The Broken Knife

Chapter Two hundred fifty-seven



Li’s power fell around her and Kaz, making them vanish. Chi Yincang stepped up into the air, disappearing just as effectively. Mei leaped into Kyla’s arms, after which the two of them faded into the subtle shimmer of Kyla’s technique. Everyone else scattered, with Yingtao and Lianhua staying close enough to be involved if they were needed, while the other females moved further away. This left Snen standing alone in the space just outside his hut, and for a moment the xiyi looked surprised, but then he let out a short hiss that might have been laughter.

A second xiyi entered the dim lantern light. This one was a bit taller than Snen, who in turn stood about the same height as Lianhua. Its scales were deep green, and its clothing was more like that of humans, rather than Snen’s simple loincloth and cloak.

“Sao, Snengriak,” the new xiyi said, lifting a clawed hand. “Has anything happened? Perhaps the herbs rose up in rebellion?” Its words sounded like a joke, but the tone was sour.

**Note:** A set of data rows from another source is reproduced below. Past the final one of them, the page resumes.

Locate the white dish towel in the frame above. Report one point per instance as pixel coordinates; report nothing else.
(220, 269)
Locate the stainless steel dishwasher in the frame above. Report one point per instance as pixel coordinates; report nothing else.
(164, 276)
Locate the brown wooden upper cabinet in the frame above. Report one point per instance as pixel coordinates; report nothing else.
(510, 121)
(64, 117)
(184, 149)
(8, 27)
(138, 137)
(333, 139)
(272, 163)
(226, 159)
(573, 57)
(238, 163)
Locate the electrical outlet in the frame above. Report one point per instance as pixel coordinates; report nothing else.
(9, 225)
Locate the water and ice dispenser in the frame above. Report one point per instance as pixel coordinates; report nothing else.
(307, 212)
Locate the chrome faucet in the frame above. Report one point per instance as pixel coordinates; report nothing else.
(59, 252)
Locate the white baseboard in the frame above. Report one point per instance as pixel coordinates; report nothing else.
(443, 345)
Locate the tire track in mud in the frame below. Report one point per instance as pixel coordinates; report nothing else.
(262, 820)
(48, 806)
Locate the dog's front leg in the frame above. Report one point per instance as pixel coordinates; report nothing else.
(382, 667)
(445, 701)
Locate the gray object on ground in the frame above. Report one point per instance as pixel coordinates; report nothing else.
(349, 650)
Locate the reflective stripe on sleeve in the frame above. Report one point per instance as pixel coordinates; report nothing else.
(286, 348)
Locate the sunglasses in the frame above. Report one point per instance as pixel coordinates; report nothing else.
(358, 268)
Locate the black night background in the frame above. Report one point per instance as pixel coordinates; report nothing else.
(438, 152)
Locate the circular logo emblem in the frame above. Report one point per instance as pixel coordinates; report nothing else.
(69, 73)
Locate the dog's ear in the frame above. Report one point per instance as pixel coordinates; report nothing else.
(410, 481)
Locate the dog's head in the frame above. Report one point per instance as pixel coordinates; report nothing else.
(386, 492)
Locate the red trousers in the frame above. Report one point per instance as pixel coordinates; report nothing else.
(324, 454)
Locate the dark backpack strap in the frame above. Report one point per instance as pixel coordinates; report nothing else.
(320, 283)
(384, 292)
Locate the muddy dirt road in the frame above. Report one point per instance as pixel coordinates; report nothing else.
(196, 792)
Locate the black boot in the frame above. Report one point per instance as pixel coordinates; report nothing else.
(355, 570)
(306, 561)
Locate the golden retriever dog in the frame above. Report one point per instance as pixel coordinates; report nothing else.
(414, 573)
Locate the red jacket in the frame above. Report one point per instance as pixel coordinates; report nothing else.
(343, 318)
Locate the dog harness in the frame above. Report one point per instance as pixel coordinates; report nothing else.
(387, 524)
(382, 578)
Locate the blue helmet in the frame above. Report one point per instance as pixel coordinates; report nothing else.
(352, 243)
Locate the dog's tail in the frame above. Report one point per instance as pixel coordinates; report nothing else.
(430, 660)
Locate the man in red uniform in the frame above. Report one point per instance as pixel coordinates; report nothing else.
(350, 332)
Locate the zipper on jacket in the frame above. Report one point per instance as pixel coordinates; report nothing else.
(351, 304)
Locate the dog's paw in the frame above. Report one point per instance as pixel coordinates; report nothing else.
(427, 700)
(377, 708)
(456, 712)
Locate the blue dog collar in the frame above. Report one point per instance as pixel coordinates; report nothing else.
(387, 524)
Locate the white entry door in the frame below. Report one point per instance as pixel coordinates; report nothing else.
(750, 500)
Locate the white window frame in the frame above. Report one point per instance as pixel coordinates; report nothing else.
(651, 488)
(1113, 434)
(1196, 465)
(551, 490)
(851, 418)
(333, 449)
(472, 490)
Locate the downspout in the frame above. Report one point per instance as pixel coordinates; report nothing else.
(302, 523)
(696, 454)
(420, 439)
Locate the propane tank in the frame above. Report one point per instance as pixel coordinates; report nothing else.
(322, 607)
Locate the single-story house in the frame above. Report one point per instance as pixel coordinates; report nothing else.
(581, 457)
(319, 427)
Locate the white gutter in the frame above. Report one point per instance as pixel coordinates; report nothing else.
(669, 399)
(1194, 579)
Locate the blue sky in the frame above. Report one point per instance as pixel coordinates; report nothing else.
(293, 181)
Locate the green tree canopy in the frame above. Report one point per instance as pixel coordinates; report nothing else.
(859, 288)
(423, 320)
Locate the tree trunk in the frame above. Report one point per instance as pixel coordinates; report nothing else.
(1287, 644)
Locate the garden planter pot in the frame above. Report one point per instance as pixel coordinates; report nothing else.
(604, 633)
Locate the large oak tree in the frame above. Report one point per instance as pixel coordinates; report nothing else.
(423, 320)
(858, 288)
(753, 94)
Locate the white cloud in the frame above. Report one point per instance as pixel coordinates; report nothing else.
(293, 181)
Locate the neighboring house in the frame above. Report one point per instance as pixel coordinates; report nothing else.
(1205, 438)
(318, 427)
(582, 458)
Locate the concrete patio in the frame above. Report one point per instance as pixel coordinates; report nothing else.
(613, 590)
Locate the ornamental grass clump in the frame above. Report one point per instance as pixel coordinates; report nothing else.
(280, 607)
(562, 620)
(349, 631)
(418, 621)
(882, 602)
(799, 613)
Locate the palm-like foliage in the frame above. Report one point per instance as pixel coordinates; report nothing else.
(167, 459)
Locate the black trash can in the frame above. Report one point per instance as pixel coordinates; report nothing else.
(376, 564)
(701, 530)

Snen shook his head, stepping to the side so he was in deeper shadow. From a distance, his injuries weren’t obvious, but as the other drew closer, there could be no doubt that something had, indeed, happened.

“Nothing except that you’re late again, Chekdrusk,” Snen said. “Dinner will be cold before I get any.”

For an instant, Chekdrusk bared sharp teeth. “If you had let me drop that false dragonet from the mountain when I wanted to, neither of us would be waiting to eat. We would have been served first in the dining hall, as is our right as hunters.”

Snen sighed. “The shamans would have been pleased to receive a fuergar that could disguise itself as a dragon, and you know it.”

“I know that by the time I become a hunter again, Zhihs will have tired of waiting to choose her mate.”

“And I know that Zhihs never had any intention of accepting your offer in the first place,” Snen said, with the voice of someone repeating the words of an argument that no longer had any meaning.

Chekdrusk walked past Kyla, then Chi Yincang, never noticing anything. By the time he reached Kaz and Li, however, he was close enough to see the bloodstains on Snen’s cloak. He slowed, eyes narrowing. “Are you sure-?”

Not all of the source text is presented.